8. On the findings of Judge Bennett, we know that he is the “relative of an EEA national” who is “residing in a country other than the United Kingdom and is dependent upon the EEA national…”, so he meets the requirements at paragraph 2 (a) and (b). As to (c), the Appellant meets sub-clause (c)(i): he wants to join the EEA national in the United Kingdom. That being the case, Mr Tufan accepts, the Appellant is an extended family member, and the ECO must now consider his application on that footing.

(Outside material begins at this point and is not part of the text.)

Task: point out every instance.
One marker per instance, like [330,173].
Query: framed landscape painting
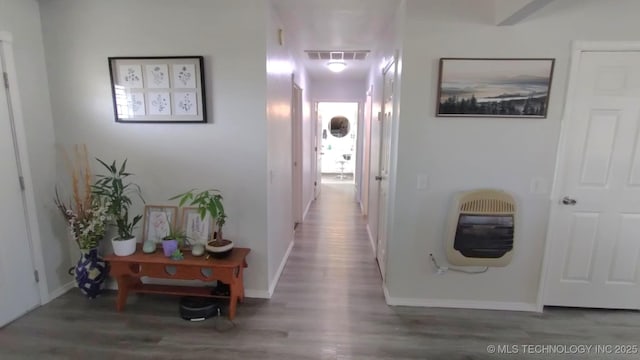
[494,87]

9. The error accepted to have been made by Judge Bennett is in his misdirection at paragraph 12 of his decision. There the Tribunal summarises reg 8 as follows:

“…Mr A must establish that

(a) He is now either

(1) Dependent on ‘the EEA national’, therefore Mr NI, or
(2) A member of his household,

(3) Mr NI is residing in the United Kingdom ‘in accordance with’ the 2016 regulations..

(4) He (Mr A)

(1) Wishes to join Mr NI in the United Kingdom, and
(2) Would, if he were granted a family permit, continue to be either

(i) Dependent upon him (Mr NI) or
(ii) A member of his household

10. The unfortunate error in this perhaps unnecessary transposition of the regulation is highlighted in bold above: there is no ‘and’ between (1) and (2). It should have read ‘or’:

(2) The condition in this paragraph is that the person is—
(a) a relative of an EEA national; and
(b) residing in a country other than the United Kingdom and is
dependent upon the EEA national or is a member of the EEA
national’s household; and either—
(i) is accompanying the EEA national to the United Kingdom or wants to join the EEA national in the United Kingdom; or
(ii) has joined the EEA national in the United Kingdom and continues to be dependent upon the EEA national, or to be a member of the EEA national’s household.

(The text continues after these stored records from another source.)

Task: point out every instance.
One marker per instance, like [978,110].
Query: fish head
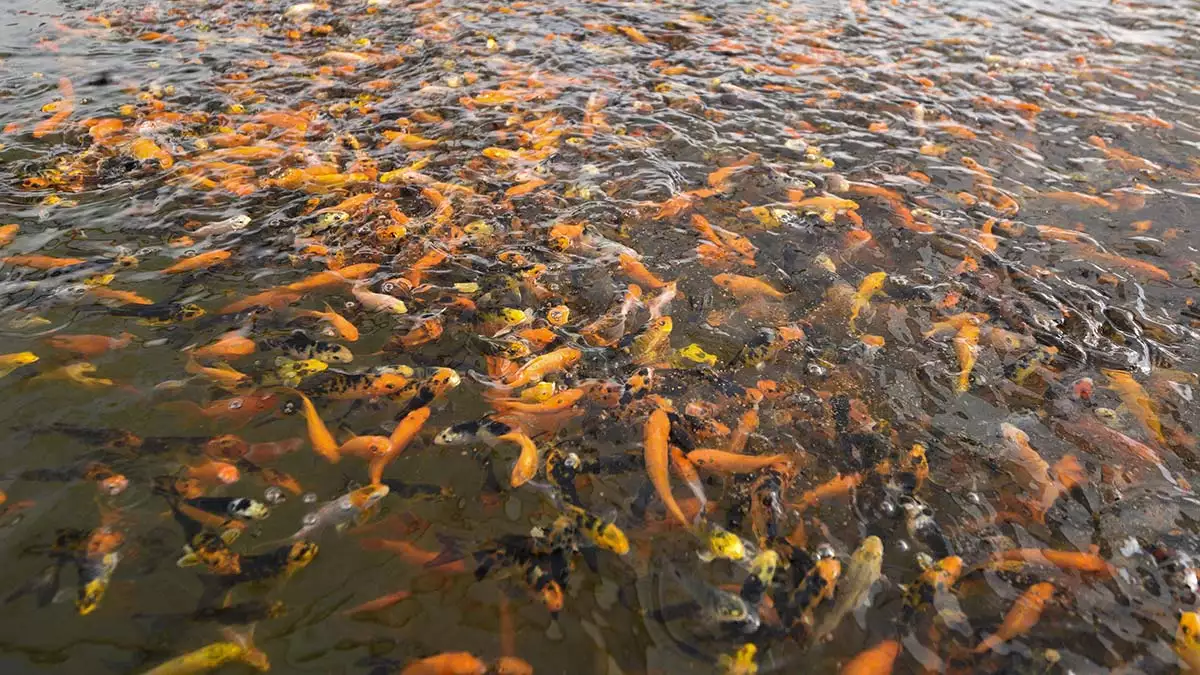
[610,537]
[388,383]
[330,352]
[301,553]
[90,596]
[1187,635]
[189,311]
[249,508]
[558,315]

11. The consequence of this misdirection at paragraph 11 of the First-tier Tribunal’s decision was that it then spent a further 20 pages going into significant detail about why, on its findings, the Appellant could not show that he would continue to be dependent upon his brother-in-law once he arrived here, or that he would become part of his household. As the Secretary of State accepts, he was not required to show either of these things.

12. The decision of the First-tier Tribunal is set aside, and the appeal is allowed. It is now for the ECO to exercise his discretion in deciding whether to grant a family permit.


Decisions

13. The decision of the First-tier Tribunal is set aside.

14. The decision in the appeal is remade as follows: the appeal is allowed on the grounds that the decision is not in accordance with EU law.

15. There is no order for anonymity.